Conditional logic can be very cumbersome and difficult to read. A single if/else block might be simple enough, but nesting several of them can lead to very complicated logic and difficult to read code.

Often, we can easily eliminate half of the branching through the use of guard statements and early returns. This lesson will take a function with a few nested if/else blocks and refactor it to remove all of the elses. The result will be simpler and, in my opinion, easier to read.

Kyle Shevlin: [0:00] Here I have a single function that takes a few options and goes through a series of if and else blocks in order to return values. Often using if and else blocks can be very difficult to read it due to their nesting and branching.

[0:14] Let's refractor this function to not need elses. I have a series of tests over here that will continue to run as we refractor this.

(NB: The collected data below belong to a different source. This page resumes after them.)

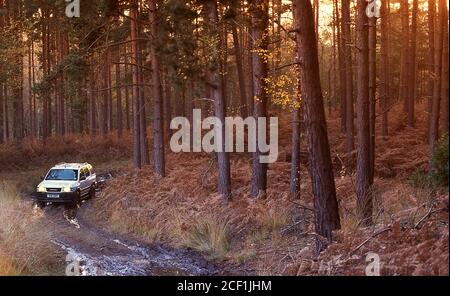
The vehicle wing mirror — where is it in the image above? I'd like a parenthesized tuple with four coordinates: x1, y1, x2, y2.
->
(40, 176, 45, 180)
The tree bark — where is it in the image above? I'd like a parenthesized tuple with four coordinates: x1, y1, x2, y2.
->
(206, 0, 231, 199)
(125, 43, 131, 130)
(250, 0, 269, 199)
(429, 0, 445, 158)
(131, 1, 141, 168)
(290, 103, 301, 199)
(163, 71, 172, 142)
(246, 16, 254, 117)
(342, 0, 354, 152)
(293, 0, 341, 253)
(427, 0, 436, 141)
(368, 14, 377, 184)
(231, 21, 248, 119)
(336, 0, 347, 134)
(356, 0, 373, 227)
(149, 0, 166, 177)
(2, 84, 8, 143)
(116, 45, 123, 139)
(439, 1, 448, 134)
(0, 83, 3, 143)
(407, 0, 418, 127)
(399, 0, 409, 113)
(380, 0, 389, 138)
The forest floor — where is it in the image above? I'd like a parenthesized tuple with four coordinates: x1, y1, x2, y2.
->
(0, 101, 448, 275)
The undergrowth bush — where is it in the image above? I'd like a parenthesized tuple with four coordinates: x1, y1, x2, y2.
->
(408, 168, 430, 189)
(0, 181, 62, 275)
(174, 215, 230, 259)
(430, 133, 449, 187)
(408, 134, 449, 189)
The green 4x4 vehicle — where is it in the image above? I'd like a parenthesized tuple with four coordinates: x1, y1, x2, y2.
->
(35, 163, 97, 209)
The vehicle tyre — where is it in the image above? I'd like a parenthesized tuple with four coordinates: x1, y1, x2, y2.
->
(34, 201, 46, 210)
(72, 191, 82, 208)
(88, 186, 96, 200)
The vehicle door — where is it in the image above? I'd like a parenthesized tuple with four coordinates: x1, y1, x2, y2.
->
(79, 168, 90, 197)
(87, 167, 96, 187)
(85, 167, 94, 188)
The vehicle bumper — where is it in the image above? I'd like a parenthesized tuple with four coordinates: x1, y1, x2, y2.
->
(35, 192, 77, 203)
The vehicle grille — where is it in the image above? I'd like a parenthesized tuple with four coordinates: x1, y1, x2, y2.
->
(46, 188, 62, 192)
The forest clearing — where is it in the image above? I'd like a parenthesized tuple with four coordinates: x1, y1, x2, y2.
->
(0, 0, 448, 278)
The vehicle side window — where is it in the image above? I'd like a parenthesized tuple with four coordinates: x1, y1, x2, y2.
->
(79, 169, 86, 180)
(85, 168, 91, 177)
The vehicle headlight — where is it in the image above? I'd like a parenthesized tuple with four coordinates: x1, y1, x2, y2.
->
(37, 186, 45, 192)
(62, 187, 73, 193)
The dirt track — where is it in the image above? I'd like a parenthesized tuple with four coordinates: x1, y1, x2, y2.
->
(25, 175, 217, 276)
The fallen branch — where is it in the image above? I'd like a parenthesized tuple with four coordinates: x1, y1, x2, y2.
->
(349, 226, 391, 256)
(289, 200, 314, 212)
(414, 207, 447, 229)
(280, 219, 304, 235)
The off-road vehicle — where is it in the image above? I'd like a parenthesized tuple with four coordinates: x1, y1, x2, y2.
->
(35, 163, 97, 209)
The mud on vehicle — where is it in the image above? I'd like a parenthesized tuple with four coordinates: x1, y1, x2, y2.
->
(35, 163, 97, 209)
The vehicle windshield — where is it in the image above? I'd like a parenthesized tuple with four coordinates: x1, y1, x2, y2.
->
(45, 169, 78, 181)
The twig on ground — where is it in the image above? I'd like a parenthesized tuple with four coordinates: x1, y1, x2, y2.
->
(349, 226, 391, 256)
(280, 219, 304, 235)
(414, 207, 447, 229)
(289, 200, 314, 212)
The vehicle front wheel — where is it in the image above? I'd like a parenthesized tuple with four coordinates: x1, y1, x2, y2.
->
(72, 191, 82, 208)
(34, 201, 46, 210)
(88, 186, 96, 200)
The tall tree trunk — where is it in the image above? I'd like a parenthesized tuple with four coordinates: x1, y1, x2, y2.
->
(293, 0, 341, 254)
(0, 0, 3, 142)
(12, 0, 23, 141)
(399, 0, 409, 112)
(2, 85, 8, 143)
(131, 1, 141, 168)
(101, 53, 108, 137)
(356, 0, 373, 227)
(427, 0, 436, 141)
(336, 0, 347, 133)
(149, 0, 165, 178)
(231, 20, 248, 119)
(0, 84, 3, 143)
(331, 0, 337, 114)
(290, 94, 301, 199)
(342, 0, 354, 152)
(429, 0, 445, 158)
(206, 0, 231, 199)
(31, 41, 36, 137)
(163, 71, 172, 142)
(116, 45, 123, 139)
(89, 71, 97, 134)
(380, 0, 389, 138)
(107, 49, 113, 133)
(439, 1, 448, 133)
(138, 42, 149, 166)
(407, 0, 418, 127)
(368, 14, 377, 184)
(246, 16, 254, 116)
(28, 43, 33, 137)
(250, 0, 269, 199)
(125, 43, 131, 130)
(313, 0, 319, 43)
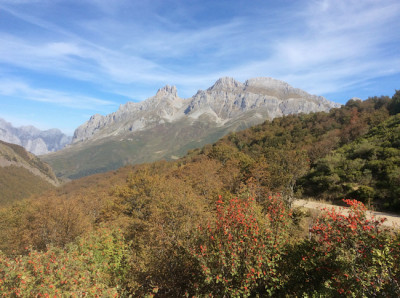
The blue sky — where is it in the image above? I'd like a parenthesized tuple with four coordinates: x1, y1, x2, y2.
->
(0, 0, 399, 135)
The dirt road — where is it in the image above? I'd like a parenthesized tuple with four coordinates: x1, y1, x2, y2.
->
(293, 199, 400, 228)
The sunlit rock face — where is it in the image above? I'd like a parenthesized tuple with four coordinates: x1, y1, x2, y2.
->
(72, 77, 340, 144)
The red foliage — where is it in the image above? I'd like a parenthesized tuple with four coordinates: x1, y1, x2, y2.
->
(192, 195, 291, 296)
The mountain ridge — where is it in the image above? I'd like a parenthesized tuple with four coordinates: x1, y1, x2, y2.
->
(0, 118, 72, 155)
(72, 77, 340, 144)
(44, 77, 341, 179)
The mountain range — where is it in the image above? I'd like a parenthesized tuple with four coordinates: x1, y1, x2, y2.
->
(0, 118, 72, 155)
(43, 77, 340, 179)
(71, 77, 339, 144)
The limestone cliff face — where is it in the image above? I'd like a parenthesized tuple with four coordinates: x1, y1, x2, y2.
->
(0, 119, 72, 155)
(72, 85, 185, 143)
(73, 77, 340, 144)
(187, 77, 339, 118)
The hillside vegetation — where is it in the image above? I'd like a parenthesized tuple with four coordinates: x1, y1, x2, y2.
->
(43, 118, 236, 179)
(0, 141, 58, 205)
(302, 113, 400, 210)
(209, 90, 399, 210)
(1, 90, 400, 296)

[0:22] The first thing we see is our last else block has a single value. What we can do is take this and then get it, and return it early using what's called a guard.

[0:33] If type does not equal date, and we'll scroll down here and we're going to copy this. We're going to paste it in place. Now we can get rid of this entire block. We're going to save our code. Our test will run and our test continue to pass.

[0:49] Because we're now doing everything that's not a date here, we no longer need to check if type is date. We know that this is type date, so we can remove this block here, and unnest one level of if and else blocks.

[1:04] We can do the same thing here we have the negation, value does not equal zero returns this, so this is if the value is zero. We can make another guard and early return to handle that case. Once again, we can copy, paste, remove this else block, our test continue to pass.

[1:24] Because we know after here, we've already returned the value must not equal zero in order to be here, so this condition no longer is necessary. We can remove that block and our test continue to pass.

[1:38] One final refactor we might like to do. Here, we have the negation value3 returns today or tomorrow. It is often easier to read this as the positive. So instead, we're going to flip this around. We're going to move tomorrow into the happy case, and today into the sad case. We'll clean this up, we'll save it, and our test still pass.

[2:04] In summary, by reversing the logic of our conditions and using early returns, we were able to remove all the else blocks from this code.